Stew: "No, no huh-uh, listen! Bach is remembered because he created the vocabulary, and because the he wrote how people think! He wrote the way that people think, the structure," (running his finger emphatically down Stranger page 43, past Modest Mouse and over Gas Huffer) "And as much as I like Penderecki, he doesn't--"

Mark: "Or Varese."

Stew: "Yeah..."

Mark: "Varese was so in tune--"

Stew: "Varese's a better example, even, of what I'm trying to--"

Mark: "He had so much to say to what happens now--"

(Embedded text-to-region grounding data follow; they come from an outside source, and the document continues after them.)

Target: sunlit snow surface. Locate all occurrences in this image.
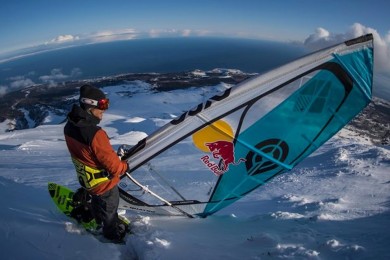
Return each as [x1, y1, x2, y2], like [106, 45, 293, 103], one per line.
[0, 82, 389, 259]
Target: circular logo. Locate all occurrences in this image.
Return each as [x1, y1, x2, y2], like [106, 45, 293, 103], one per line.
[245, 139, 289, 176]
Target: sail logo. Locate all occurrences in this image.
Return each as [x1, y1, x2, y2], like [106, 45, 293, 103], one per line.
[244, 139, 289, 176]
[199, 154, 224, 176]
[204, 140, 246, 175]
[192, 120, 245, 176]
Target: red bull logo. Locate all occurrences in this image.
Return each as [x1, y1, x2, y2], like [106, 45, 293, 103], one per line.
[192, 120, 245, 176]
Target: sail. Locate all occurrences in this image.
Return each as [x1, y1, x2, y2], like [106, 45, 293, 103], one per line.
[118, 34, 374, 217]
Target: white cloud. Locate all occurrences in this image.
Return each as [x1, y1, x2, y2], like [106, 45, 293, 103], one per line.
[0, 75, 36, 96]
[304, 23, 390, 72]
[148, 29, 179, 38]
[148, 29, 160, 38]
[9, 76, 35, 89]
[0, 68, 82, 96]
[304, 28, 344, 50]
[181, 29, 192, 37]
[303, 23, 390, 100]
[39, 68, 68, 82]
[70, 68, 82, 77]
[356, 24, 390, 68]
[0, 76, 35, 96]
[0, 85, 7, 96]
[7, 28, 216, 61]
[88, 28, 138, 43]
[193, 29, 212, 37]
[39, 68, 83, 87]
[48, 34, 79, 44]
[45, 29, 138, 46]
[148, 29, 211, 38]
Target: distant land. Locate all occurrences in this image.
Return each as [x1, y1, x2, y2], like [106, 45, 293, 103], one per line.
[0, 69, 388, 146]
[0, 69, 254, 129]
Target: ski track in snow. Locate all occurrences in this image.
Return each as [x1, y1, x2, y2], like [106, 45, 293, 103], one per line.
[0, 83, 389, 259]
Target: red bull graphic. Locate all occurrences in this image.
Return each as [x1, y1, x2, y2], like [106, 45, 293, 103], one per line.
[205, 140, 246, 172]
[199, 155, 224, 176]
[192, 120, 246, 176]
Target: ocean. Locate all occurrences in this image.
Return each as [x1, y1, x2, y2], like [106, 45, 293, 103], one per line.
[0, 37, 307, 88]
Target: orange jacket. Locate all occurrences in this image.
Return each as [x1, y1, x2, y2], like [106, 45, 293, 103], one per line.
[64, 105, 128, 195]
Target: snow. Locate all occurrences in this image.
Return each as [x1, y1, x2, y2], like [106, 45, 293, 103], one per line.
[0, 82, 389, 259]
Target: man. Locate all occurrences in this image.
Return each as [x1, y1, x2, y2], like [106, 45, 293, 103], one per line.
[64, 84, 129, 242]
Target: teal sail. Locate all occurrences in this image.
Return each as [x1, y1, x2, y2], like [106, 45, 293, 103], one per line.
[119, 34, 374, 217]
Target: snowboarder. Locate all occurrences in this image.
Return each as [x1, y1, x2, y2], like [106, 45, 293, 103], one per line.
[64, 84, 129, 242]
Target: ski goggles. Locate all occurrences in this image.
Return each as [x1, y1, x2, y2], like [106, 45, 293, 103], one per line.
[80, 97, 110, 110]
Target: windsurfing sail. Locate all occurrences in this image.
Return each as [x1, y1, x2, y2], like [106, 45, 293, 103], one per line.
[118, 34, 374, 217]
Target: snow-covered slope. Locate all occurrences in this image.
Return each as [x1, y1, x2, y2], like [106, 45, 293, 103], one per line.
[0, 81, 389, 259]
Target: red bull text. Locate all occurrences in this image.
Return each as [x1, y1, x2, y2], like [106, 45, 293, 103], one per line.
[201, 140, 246, 176]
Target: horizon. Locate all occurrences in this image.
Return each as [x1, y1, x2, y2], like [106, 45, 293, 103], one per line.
[1, 0, 389, 55]
[1, 0, 389, 101]
[1, 35, 389, 101]
[0, 38, 306, 95]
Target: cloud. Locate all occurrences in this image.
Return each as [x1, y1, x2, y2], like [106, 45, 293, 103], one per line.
[41, 28, 200, 50]
[303, 23, 390, 100]
[48, 34, 79, 44]
[149, 29, 179, 38]
[9, 76, 35, 89]
[44, 29, 138, 47]
[0, 85, 7, 96]
[148, 28, 213, 38]
[304, 23, 390, 73]
[181, 29, 192, 37]
[0, 68, 83, 96]
[304, 27, 341, 49]
[39, 68, 68, 82]
[39, 68, 82, 87]
[0, 75, 36, 96]
[89, 28, 138, 43]
[2, 27, 217, 64]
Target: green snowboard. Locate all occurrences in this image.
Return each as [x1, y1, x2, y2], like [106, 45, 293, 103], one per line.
[48, 182, 130, 235]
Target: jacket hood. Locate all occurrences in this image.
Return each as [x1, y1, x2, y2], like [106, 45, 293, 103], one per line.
[67, 104, 101, 126]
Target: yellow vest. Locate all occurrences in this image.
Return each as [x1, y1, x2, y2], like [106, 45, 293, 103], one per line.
[71, 157, 110, 189]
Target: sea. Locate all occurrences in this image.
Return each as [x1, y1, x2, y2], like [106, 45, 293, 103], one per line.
[0, 37, 307, 89]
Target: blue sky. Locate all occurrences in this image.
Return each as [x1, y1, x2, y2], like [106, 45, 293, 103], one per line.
[1, 0, 389, 54]
[1, 0, 390, 100]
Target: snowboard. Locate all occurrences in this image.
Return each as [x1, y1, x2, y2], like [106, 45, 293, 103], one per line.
[48, 182, 130, 242]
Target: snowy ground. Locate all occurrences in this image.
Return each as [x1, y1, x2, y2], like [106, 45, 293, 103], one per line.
[0, 83, 389, 259]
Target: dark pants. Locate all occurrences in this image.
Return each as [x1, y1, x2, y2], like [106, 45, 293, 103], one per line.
[91, 186, 121, 239]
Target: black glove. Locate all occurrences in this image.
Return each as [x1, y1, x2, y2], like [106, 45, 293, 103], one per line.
[117, 144, 133, 160]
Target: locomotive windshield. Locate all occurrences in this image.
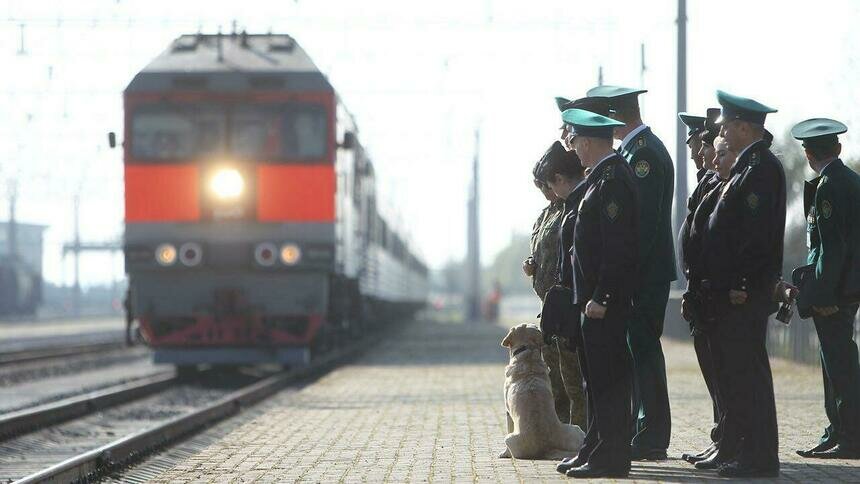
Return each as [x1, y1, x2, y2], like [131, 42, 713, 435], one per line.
[131, 102, 329, 161]
[132, 104, 226, 160]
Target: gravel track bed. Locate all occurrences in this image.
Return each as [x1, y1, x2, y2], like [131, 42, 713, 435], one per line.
[0, 370, 262, 483]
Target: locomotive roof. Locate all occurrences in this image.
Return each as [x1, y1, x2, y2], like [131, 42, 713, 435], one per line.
[126, 33, 333, 93]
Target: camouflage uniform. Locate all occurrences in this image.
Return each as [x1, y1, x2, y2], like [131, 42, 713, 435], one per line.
[531, 201, 586, 427]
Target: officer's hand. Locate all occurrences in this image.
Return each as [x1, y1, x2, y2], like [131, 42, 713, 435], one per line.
[729, 290, 747, 305]
[584, 300, 607, 319]
[522, 257, 535, 277]
[813, 305, 839, 317]
[772, 280, 799, 303]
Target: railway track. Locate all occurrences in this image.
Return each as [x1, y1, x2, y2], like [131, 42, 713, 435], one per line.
[3, 342, 363, 483]
[0, 342, 126, 368]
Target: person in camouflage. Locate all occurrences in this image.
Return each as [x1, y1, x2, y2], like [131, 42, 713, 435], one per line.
[524, 141, 586, 427]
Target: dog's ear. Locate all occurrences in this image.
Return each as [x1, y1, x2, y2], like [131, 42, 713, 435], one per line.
[501, 327, 515, 348]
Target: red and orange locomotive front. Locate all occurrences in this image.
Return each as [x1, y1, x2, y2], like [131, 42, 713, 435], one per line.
[123, 33, 355, 366]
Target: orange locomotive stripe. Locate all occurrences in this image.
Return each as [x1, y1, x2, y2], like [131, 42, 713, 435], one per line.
[257, 164, 335, 222]
[125, 164, 200, 222]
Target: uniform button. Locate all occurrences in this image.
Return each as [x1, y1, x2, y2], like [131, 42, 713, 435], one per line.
[605, 294, 610, 298]
[742, 286, 747, 290]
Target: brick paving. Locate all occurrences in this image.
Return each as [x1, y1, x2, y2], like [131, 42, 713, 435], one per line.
[147, 319, 860, 483]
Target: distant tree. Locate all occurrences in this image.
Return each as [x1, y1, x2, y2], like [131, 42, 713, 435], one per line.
[482, 233, 533, 296]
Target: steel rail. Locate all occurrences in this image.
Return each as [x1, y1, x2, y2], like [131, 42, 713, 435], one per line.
[13, 343, 363, 484]
[0, 371, 176, 441]
[0, 342, 126, 367]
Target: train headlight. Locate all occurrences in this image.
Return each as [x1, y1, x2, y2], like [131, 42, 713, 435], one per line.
[155, 243, 177, 266]
[255, 242, 277, 267]
[280, 244, 302, 265]
[210, 168, 244, 200]
[179, 242, 203, 267]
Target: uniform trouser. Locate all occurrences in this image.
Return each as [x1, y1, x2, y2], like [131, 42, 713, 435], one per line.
[813, 304, 860, 450]
[711, 305, 779, 469]
[577, 304, 633, 469]
[542, 339, 587, 428]
[628, 281, 672, 451]
[692, 328, 723, 445]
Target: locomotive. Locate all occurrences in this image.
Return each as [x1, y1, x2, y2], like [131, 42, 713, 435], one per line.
[118, 32, 428, 367]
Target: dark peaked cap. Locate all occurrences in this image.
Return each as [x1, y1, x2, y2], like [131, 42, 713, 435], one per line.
[561, 96, 613, 117]
[678, 112, 706, 143]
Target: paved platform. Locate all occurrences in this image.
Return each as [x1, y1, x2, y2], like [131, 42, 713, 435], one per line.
[146, 319, 860, 483]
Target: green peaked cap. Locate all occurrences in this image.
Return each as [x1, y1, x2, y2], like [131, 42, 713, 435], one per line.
[586, 85, 647, 98]
[716, 90, 777, 125]
[791, 118, 847, 140]
[562, 108, 624, 139]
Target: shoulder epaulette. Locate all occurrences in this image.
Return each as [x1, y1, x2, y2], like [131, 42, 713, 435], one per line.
[602, 164, 615, 181]
[749, 150, 760, 167]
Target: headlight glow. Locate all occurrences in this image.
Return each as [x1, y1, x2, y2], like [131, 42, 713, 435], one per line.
[280, 244, 302, 265]
[210, 168, 244, 200]
[155, 243, 177, 266]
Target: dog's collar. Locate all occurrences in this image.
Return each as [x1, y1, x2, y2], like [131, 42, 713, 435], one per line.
[512, 345, 530, 357]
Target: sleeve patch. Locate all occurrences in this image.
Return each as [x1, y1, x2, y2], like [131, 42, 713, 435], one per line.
[604, 200, 620, 221]
[634, 160, 651, 178]
[820, 199, 832, 219]
[746, 192, 759, 211]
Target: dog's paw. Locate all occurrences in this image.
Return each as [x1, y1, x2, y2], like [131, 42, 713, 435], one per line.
[498, 448, 512, 459]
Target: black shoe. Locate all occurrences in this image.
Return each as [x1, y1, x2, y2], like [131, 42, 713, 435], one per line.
[566, 463, 629, 479]
[631, 447, 668, 461]
[683, 444, 716, 463]
[717, 461, 779, 478]
[797, 441, 837, 458]
[694, 452, 727, 470]
[556, 454, 587, 474]
[809, 444, 860, 459]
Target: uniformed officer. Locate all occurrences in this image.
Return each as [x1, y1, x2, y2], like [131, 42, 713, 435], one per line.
[557, 108, 636, 478]
[586, 85, 675, 460]
[528, 141, 587, 427]
[792, 118, 860, 459]
[696, 90, 784, 477]
[679, 108, 725, 465]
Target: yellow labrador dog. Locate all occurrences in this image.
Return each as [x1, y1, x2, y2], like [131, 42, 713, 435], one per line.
[499, 323, 584, 460]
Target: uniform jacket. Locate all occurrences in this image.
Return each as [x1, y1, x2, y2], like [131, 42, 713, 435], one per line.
[530, 201, 564, 300]
[700, 140, 786, 308]
[679, 170, 718, 282]
[557, 181, 588, 289]
[571, 153, 639, 307]
[619, 126, 678, 285]
[797, 159, 860, 309]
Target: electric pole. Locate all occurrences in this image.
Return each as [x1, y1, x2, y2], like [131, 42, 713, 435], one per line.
[466, 128, 481, 323]
[675, 0, 688, 285]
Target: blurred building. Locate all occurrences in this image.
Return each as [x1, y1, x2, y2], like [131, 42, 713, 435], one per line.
[0, 222, 45, 316]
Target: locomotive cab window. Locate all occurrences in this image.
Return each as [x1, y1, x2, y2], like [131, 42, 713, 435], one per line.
[233, 103, 328, 161]
[131, 104, 226, 160]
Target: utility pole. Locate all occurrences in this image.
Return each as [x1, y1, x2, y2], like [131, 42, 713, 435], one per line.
[597, 65, 604, 86]
[466, 128, 481, 323]
[675, 0, 688, 286]
[73, 193, 81, 316]
[7, 181, 17, 262]
[640, 43, 647, 89]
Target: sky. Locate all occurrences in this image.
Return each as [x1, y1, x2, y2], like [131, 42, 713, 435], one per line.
[0, 0, 859, 287]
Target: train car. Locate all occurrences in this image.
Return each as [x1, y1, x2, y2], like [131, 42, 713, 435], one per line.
[119, 32, 428, 367]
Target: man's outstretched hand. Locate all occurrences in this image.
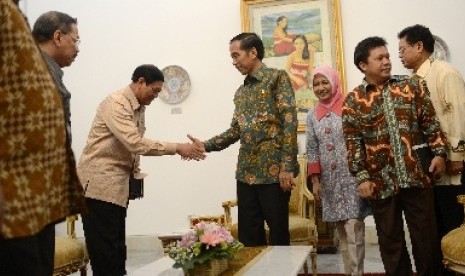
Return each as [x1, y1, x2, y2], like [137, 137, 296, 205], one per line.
[176, 134, 206, 161]
[187, 134, 205, 152]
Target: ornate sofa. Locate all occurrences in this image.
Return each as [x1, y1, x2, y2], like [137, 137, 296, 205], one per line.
[441, 195, 465, 275]
[53, 215, 89, 276]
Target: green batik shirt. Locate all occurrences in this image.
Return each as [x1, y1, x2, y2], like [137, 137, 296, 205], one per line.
[204, 65, 299, 185]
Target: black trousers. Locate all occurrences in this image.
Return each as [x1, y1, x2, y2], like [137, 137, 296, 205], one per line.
[82, 198, 127, 276]
[371, 187, 440, 276]
[434, 182, 465, 276]
[236, 181, 290, 246]
[0, 223, 55, 276]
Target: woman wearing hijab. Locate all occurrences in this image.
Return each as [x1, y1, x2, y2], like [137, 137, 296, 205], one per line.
[306, 65, 369, 276]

Stew: "Definitely, definitely--no, I've always felt that...I've always said that if Edgard Varese was around now, he would dig the Bomb Squad. He would be into the Bomb Squad. But he just doesn't write the way people think."

Over comes Charlie the drummer. "Hi, I'm Charlie."

"Hi Charlie, I'm Steve," says Mark. "I'd like to have sex with you."

The Negro Problem missed their 6:30 load-in and as late as 11:07 I don't think I'll see them. When I first catch sight of Stew he's conferring with a club honcho in his overcoat and what looks like an ornamented white mushroom sprouting from his head. Hats. Everyone must have one. Charlie wears a railroad engineer's cap.

Temporary keyboardist Mark wears a faux-leopardskin fez. Okay, the bassist doesn't have a hat.

"Do you do cover versions?", I ask.

"A few," Stew nods. "Sometimes we do whole sets of cover versions. I like that. Lets people know where we come from. What they're gonna get."

"Do you do anything from Forever Changes by Love?" (That's the other classic album by an L.A. rock band featuring a black leader, Arthur Lee. Buy it today.)

"We do one, actually--these people asked us to be on a Love tribute album, and we always get compared to that, so we're trying to...my point is they always talk about the psychedelic thing, and my point is, Arthur Lee could have been in NWA. And they probably won't put it on the album. We're making it as hip-hop as possible."

Which one is it?

"The Red Telephone."

After four cups Pabst on my part, I tiptoe into the Sub Zero's ballroom as the band finishes setting up the gear. (The club still has the turnstiles from its past incarnation at the Off-Ramp, but I sneak a peak at the men's bathroom, and while it has the grimed-over patina of heavy use with weekly, if that, wipedowns, but it was no longer, as it was when this club was the Off-Ramp, the Scariest Men's Room on the West Coast, a men's room to make leapfrogging out the front door into the alley to your left a plausible option).

The Negro Problem don't understand what they're doing on a bill with three "heavy metal bands" (though they do eventually concede that one of them sounds more like New Wave), but in their own thirty minutes they oscillate through plaintive harmonies (even the drummer sings), goofy Zappa/Squirrels-esque falsettos and mock-pompous military marching beats and chiming pop riffs, all held together with the essential melancholy of the lushest psychedelia. Stew can squeeze five emotions out of four syllables--"sub-ma-riiiiiine, down"--or weave beautiful resignation out of longer lines: "You can't fight City Hall/Except with a bomb/You can't fight the hand that bleeds you/Now come on home, brother/You can't fight City Hall/Except with your mamma."

I wave goodbye to their manager, stuff my Post-Minstrel Syndrome CD (Aerial Flipout Records), and run for a bus with a belly full of Pabst.